5. 30,000 Sample Size
For a sample size of 30,000, our AI model achieved a Pearson correlation coefficient of 0.788 on the low-throughput, high-accuracy test set. In comparison, the correlation coefficient for others' models was 0.660.
6. 3,000 Sample Size
For a sample size of 3,000, our AI model achieved a Pearson correlation coefficient of 0.701 on the low-throughput, high-accuracy test set. In comparison, the correlation coefficient for others' models was 0.217. It is evident that our AI model, built using the pre-train and fine-tuning paradigm, exhibits a significant advantage in small sample sizes.
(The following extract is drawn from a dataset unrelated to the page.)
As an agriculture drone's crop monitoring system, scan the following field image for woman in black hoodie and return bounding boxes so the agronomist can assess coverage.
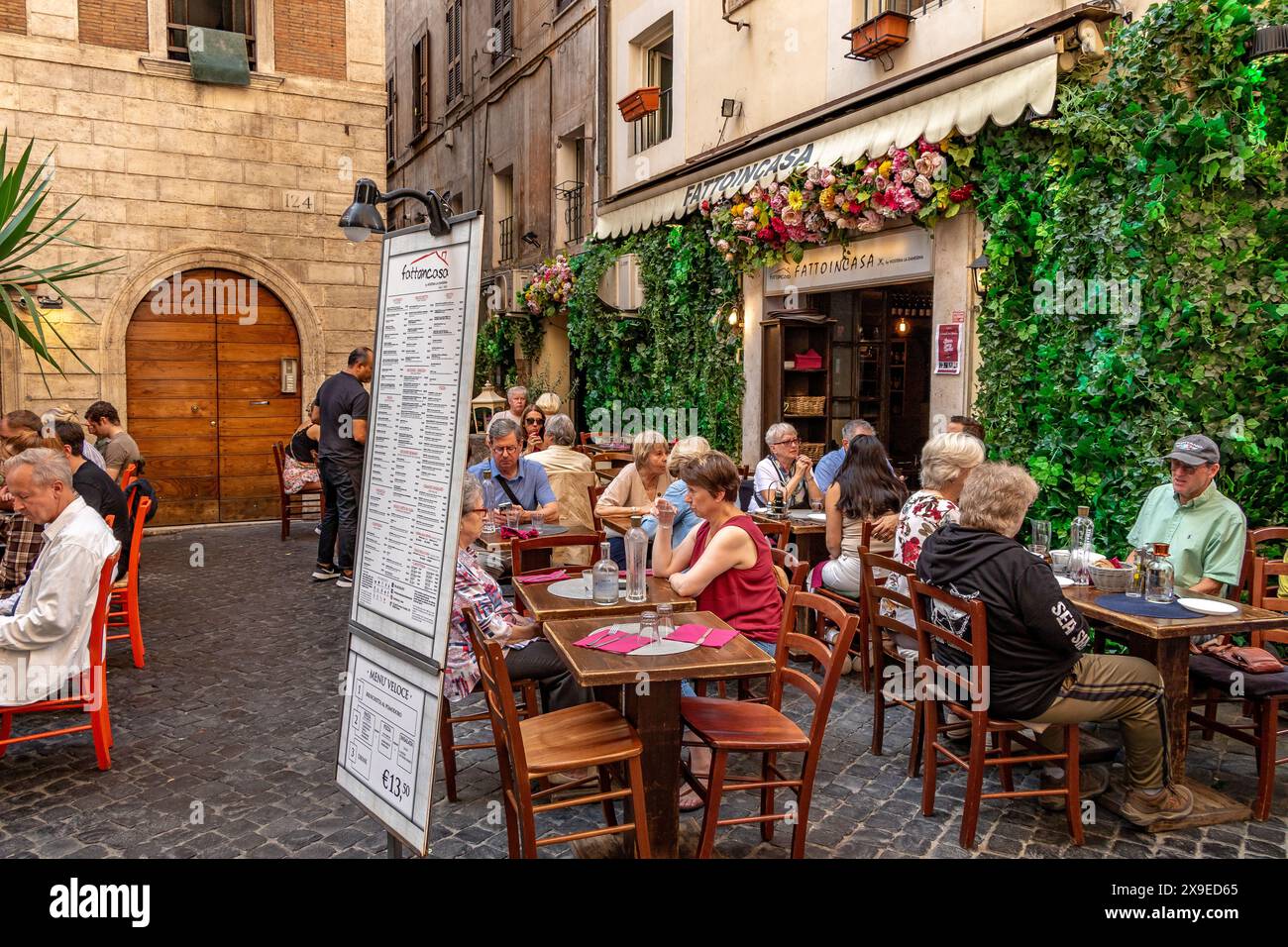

Our AI model's predictions reflect the actual results, while other AI models are simply unusable. This demonstrates that our pre-train and fine-tuning paradigm can effectively address the issue of insufficient sample size.
7. 300 Sample Size
For a sample size of 300, our AI model achieved a Pearson correlation coefficient of 0.552 on the low-throughput, high-accuracy test set. In comparison, the correlation coefficient for others' models was 0.097. It is evident that in the case of an extremely small sample, the predictions of our AI model can provide some reference, while other AI models are simply unusable.
[1] Vaishnav E D, de Boer C G, Molinet J, et al. The evolution, evolvability and engineering of gene regulatory DNA[J]. Nature, 2022, 603(7901): 455-463.